On an application for a search warrant, investigators said the messages "described in detail how Slowhand was going to sexually torture the missing person and ultimately kill her."

Police thought it almost unbelievable that the woman would actually hop aboard a train with her own murder as her final destination, so they kept surveillance on Glass beginning Oct. 22, hoping to find some sign she was alive.

"He went to work every day, just kept up his routine," said Barlow, the detective. We watched him day and night and there was absolutely no sign of her."

On Oct. 25, police obtained their search warrant for Glass' home. They went through his belongings while he was at work, finding items, according to Barlow, that belonged to Lopatka.

One officer noticed newly turned dirt a short distance from the front door of the trailer. Barlow and another officer began digging. About 21/2 feet down, they hit a knee. They arrested Glass at work.

"The cause of death is consistent with strangulation," said Dr. John Butts, the chief medical examiner for North Carolina.

Sleuthing Usenet
Of all digital tools available to reporters, none are quite as rich as the Usenet Newsgroups, one of the Net's most popular features before there was a Web.

Over 20,000 of these forums are scattered on the Net, focused on every imaginable topic. These messages, from millions of users, can at times provide reporters with powerful insights about story subjects and situations.

The Lopatka case is a perfect example. It first seemed like a sad but typical story of an unsuspecting woman sexually abused and killed by a ruthless predator. To create a portrait of the victim, the News & Observer conducted the usual interviews with friends and neighbors.

Knowing that Lopatka and Glass were active online, Brooke Cain, after consulting with Todd Richissin who was covering the story, conducted a series of searches. "I searched for a possible home page [for the victim] and didn't find one. I used a site called 'DejaNews' (www.dejanews.com)." DejaNews is a search engine that treats Usenet as if it were a single database.
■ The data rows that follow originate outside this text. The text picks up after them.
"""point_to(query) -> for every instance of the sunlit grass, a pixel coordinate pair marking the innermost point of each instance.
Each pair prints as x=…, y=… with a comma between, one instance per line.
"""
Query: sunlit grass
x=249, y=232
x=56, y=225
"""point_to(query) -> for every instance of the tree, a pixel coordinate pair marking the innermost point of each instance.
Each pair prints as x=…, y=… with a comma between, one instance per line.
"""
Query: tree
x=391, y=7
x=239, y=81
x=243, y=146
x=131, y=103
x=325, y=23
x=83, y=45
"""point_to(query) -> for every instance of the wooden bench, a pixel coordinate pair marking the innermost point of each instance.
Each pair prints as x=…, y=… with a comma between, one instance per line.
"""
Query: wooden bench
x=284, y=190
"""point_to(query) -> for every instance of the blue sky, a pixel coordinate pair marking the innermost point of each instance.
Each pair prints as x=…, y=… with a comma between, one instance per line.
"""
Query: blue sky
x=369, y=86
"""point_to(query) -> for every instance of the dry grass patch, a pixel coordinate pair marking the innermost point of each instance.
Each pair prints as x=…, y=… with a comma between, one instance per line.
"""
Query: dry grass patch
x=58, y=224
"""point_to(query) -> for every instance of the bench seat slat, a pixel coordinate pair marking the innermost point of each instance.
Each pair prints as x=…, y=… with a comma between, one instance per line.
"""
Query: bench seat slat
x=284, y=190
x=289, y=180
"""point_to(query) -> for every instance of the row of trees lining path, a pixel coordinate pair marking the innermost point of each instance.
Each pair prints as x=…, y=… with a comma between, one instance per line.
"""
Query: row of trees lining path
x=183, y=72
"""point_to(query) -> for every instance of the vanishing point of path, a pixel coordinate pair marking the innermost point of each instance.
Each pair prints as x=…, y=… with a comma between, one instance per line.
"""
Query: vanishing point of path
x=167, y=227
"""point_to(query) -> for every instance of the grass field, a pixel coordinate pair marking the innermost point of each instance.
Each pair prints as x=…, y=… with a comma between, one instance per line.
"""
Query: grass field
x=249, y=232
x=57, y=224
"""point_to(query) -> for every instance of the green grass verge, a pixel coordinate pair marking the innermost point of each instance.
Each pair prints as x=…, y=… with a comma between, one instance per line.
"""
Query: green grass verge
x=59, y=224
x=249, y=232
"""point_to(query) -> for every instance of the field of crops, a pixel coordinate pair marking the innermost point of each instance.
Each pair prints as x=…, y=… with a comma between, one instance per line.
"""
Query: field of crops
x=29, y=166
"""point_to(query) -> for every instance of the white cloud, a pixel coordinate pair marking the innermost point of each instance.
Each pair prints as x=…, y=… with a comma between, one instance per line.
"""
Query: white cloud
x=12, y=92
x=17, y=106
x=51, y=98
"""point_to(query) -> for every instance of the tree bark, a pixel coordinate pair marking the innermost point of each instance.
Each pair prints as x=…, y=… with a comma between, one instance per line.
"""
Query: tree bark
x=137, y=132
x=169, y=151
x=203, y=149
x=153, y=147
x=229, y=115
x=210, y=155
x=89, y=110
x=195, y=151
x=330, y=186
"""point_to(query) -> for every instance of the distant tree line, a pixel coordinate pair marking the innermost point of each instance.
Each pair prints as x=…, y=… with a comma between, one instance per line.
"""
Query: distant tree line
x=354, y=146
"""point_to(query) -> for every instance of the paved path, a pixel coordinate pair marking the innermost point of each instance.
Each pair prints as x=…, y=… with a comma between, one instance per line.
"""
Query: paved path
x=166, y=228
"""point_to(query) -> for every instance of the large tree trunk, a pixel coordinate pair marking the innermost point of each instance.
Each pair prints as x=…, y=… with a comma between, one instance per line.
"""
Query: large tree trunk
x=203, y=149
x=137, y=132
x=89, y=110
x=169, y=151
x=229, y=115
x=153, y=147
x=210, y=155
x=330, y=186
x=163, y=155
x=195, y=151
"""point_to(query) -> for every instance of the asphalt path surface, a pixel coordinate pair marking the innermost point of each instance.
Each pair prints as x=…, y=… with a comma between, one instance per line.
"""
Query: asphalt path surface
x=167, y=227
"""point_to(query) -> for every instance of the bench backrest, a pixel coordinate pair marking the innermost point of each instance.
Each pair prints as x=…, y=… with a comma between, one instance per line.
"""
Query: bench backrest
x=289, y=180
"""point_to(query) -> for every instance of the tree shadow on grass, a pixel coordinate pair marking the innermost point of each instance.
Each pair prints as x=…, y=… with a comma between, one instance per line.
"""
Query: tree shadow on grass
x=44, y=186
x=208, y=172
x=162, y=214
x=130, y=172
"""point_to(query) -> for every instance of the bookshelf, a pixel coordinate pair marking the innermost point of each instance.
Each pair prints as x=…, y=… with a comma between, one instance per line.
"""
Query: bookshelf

The break came when Cain obtained the police request for a search warrant, which included Glass' and Lopatka's e-mail addresses. She then searched DejaNews on those addresses. In seconds she had a list of dozens of messages Lopatka had posted in sex-related newsgroups.

After verifying that "nancyc" aka Nancy Carlson was actually Lopatka, Richissin changed the story's angle in light of the new information.

"This shows how Internet resources can be used to add depth to a story in ways that would take much longer without the Net," said Randy Reddick, editor of FACSNET, an online journalist resource.

Editor & Publisher Interactive News
Jul 18, 1997

When Lopatka's body was dug up, her wrists were bound with rope, as were her ankles. She had scrapes on her breasts and neckline. And there was a rope around her neck.

... Police removed boxes filled with thousands of computer disks from Glass' trailer. They also removed bondage paraphernalia, drug paraphernalia, a pistol, magazines, cameras and videotapes along with Glass' computer, a Cybermax.

Lopatka's father-in-law, John Lopatka Jr., had little comment other than to say that the family has been shattered.

"Too much has come out already about this case," he said. "The respectful thing to do would be to leave us alone.... This is a tragedy, nothing more and nothing less."

AMONG LOPATKA'S FINAL MESSAGES posted on the Internet is a note addressed to people who had sent for the videos, failed to receive them and posted their own notes, calling the advertisements a fraud.

I'm just one person trying to fill all these orders," she wrote. "I don't even have time to HAVE A LIFE.

And elsewhere she posted this:

Let me customize your most exciting TORTURE fantasy for you ... on VHS ... to watch and enjoy privately in the comfort of your own home. A film designed by you ... with scenarios of your choice. Films are shipped in plain envelopes to protect your ... privacy.